Other countries mostly have only one or two IPAs, he noted.

“Our system has created a very unfair system wherein those paying the regular rate pays 30 percent of their net taxable income. But, those receiving the holidays and the special rates only pay one-third of that at around 6 to 13 percent of their effective tax rates,” Chua said​.

Companies paying the regular 30 percent rate, Chua noted, are mostly small and medium enterprises (SMEs), while those enjoying fiscal incentives are big corporations.

“The present fiscal incentives system (in the country) has been suffering from policy overload such that there is now a proliferation of incentives laws granting tax and duty exemption privileges. This results in forum-shopping where investors compare various laws and choose the better package, or double-dipping where investors avail themselves of tax incentives in more than one law,” he said.

He likewise noted that the BOI formulates the Annual Investment Priorities Plan (IPP) and at the same time acts as an incentive granting body.

Chua said that among the 14 IPAs, the PEZA accounted for the bulk at more than P66 billion worth of income and customs duty tax perks given in 2015, followed by the BOI with P29 billion, and the 12 other ecozones accounting for P9.4 billion worth of incentives for a total of P104.40 billion for that year.

In terms of sector, the bulk of the incentives goes to electronic manufacturing, followed by BPO services, and logistics, Chua said.

He underscored the need to streamline the current institutional framework for granting tax incentives so that all IPAs follow a single menu of incentives rather than come out with their respective set of rules that do not complement each other.

The government, according to Chua, collects income taxes from large corporations and other private firms representing only 3.7 percent of the country’s Gross Domestic Product (GDP), or a collection rate of a low 12 percent because of 315 laws or provisions that grant businesses tax breaks and other perks.

Chua said that compared to other economies in the Association of Southeast Asian Nations (ASEAN), the Philippines imposes the highest corporate income tax (CIT) rate but is among those at the bottom in terms of collection efficiency.

The Philippines, he said, currently imposes a CIT rate of 30 percent but with a tax collection efficiency rate of only 12.3 percent, while Thailand’s CIT rate is only 20 percent but it collects almost triple–a 30.5 percent efficiency rate–that represents 6.1 percent of its GDP.

Vietnam’s CIT rate is 25 percent but it collects even more with a 29.2 percent tax efficiency rate representing 7.3 percent of GDP. Malaysia’s 24 percent CIT generates a 27.1 percent efficiency rate in terms of collecting taxes, which is 6.5 percent of GDP.

Following the enactment of the Tax Reform for Acceleration and Inclusion Act (TRAIN), which slashes personal income tax rates while raising additional revenues for infrastructure and social services, the DOF submitted to the House of Representatives this January this proposal​ to modernize fiscal incentives while lowering corporate income taxes. This proposal is Package 2 of the Duterte administration’s Comprehensive Tax Reform Program (CTRP). ​

Under Package Two, the DOF aims to lower the CIT rate to 25 percent, while rationalizing incentives for companies to make these “performance-based, targeted, time-bound, and transparent,” Chua said.

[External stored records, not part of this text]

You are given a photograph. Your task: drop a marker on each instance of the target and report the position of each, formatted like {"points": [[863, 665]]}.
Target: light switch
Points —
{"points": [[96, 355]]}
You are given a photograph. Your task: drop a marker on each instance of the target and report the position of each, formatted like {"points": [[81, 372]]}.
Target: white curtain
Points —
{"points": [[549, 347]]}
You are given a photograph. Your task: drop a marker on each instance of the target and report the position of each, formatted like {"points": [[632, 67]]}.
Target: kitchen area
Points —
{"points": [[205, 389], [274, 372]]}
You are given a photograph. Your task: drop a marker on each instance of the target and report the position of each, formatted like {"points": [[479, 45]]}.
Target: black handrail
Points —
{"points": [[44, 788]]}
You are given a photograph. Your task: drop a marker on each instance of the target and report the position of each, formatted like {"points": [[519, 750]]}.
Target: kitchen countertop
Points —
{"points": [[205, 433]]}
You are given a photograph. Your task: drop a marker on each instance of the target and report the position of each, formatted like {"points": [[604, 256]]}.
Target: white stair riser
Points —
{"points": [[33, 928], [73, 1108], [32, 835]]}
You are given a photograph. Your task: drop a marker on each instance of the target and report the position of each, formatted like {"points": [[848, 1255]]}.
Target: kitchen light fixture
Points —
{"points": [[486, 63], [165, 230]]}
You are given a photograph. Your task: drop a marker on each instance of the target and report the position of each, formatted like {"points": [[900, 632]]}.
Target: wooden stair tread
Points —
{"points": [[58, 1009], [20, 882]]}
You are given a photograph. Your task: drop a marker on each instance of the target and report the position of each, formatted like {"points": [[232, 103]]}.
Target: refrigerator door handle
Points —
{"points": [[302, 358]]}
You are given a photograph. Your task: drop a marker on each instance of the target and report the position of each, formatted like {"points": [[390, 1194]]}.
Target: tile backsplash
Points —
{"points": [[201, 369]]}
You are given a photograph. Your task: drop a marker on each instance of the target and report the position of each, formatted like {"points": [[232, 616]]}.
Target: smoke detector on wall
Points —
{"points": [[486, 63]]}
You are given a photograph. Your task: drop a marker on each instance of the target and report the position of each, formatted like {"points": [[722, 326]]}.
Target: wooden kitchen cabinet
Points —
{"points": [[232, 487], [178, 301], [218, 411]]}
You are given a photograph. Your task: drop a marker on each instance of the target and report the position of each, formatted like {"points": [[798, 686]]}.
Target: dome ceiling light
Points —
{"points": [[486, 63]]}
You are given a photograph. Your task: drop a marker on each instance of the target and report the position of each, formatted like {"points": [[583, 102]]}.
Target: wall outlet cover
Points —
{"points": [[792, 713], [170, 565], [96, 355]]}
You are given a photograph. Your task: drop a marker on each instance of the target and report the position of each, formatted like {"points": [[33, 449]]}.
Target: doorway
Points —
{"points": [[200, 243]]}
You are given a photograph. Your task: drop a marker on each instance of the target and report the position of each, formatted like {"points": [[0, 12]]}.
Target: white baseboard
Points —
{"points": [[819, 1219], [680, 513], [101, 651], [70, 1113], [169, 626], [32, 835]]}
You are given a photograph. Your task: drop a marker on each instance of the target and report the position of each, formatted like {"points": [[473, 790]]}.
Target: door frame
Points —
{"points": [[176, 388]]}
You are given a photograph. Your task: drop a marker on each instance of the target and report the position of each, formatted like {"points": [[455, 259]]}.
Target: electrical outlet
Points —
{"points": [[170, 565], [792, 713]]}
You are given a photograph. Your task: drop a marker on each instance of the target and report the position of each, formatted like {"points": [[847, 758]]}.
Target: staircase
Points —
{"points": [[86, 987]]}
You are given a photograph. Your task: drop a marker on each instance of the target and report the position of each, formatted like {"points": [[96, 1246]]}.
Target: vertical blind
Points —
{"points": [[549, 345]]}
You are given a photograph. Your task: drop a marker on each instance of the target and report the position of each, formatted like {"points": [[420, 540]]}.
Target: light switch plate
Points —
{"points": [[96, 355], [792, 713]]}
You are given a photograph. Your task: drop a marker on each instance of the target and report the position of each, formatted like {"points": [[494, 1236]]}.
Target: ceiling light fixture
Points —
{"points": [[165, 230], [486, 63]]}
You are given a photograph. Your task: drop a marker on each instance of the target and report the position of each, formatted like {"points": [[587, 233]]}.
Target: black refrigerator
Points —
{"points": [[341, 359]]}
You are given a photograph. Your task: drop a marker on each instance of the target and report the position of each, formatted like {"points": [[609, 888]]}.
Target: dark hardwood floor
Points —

Through this proposal, the government would be able to ensure that incentives granted to businesses generate jobs, stimulate the economy in the countryside and promote research and development; contain sunset provisions so that tax perks do not last forever; and are reported so the government can determine the magnitude of their costs and benefits to the economy.

The DOF is targeting to submit this revenue-neutral proposal to the House of Representatives this January.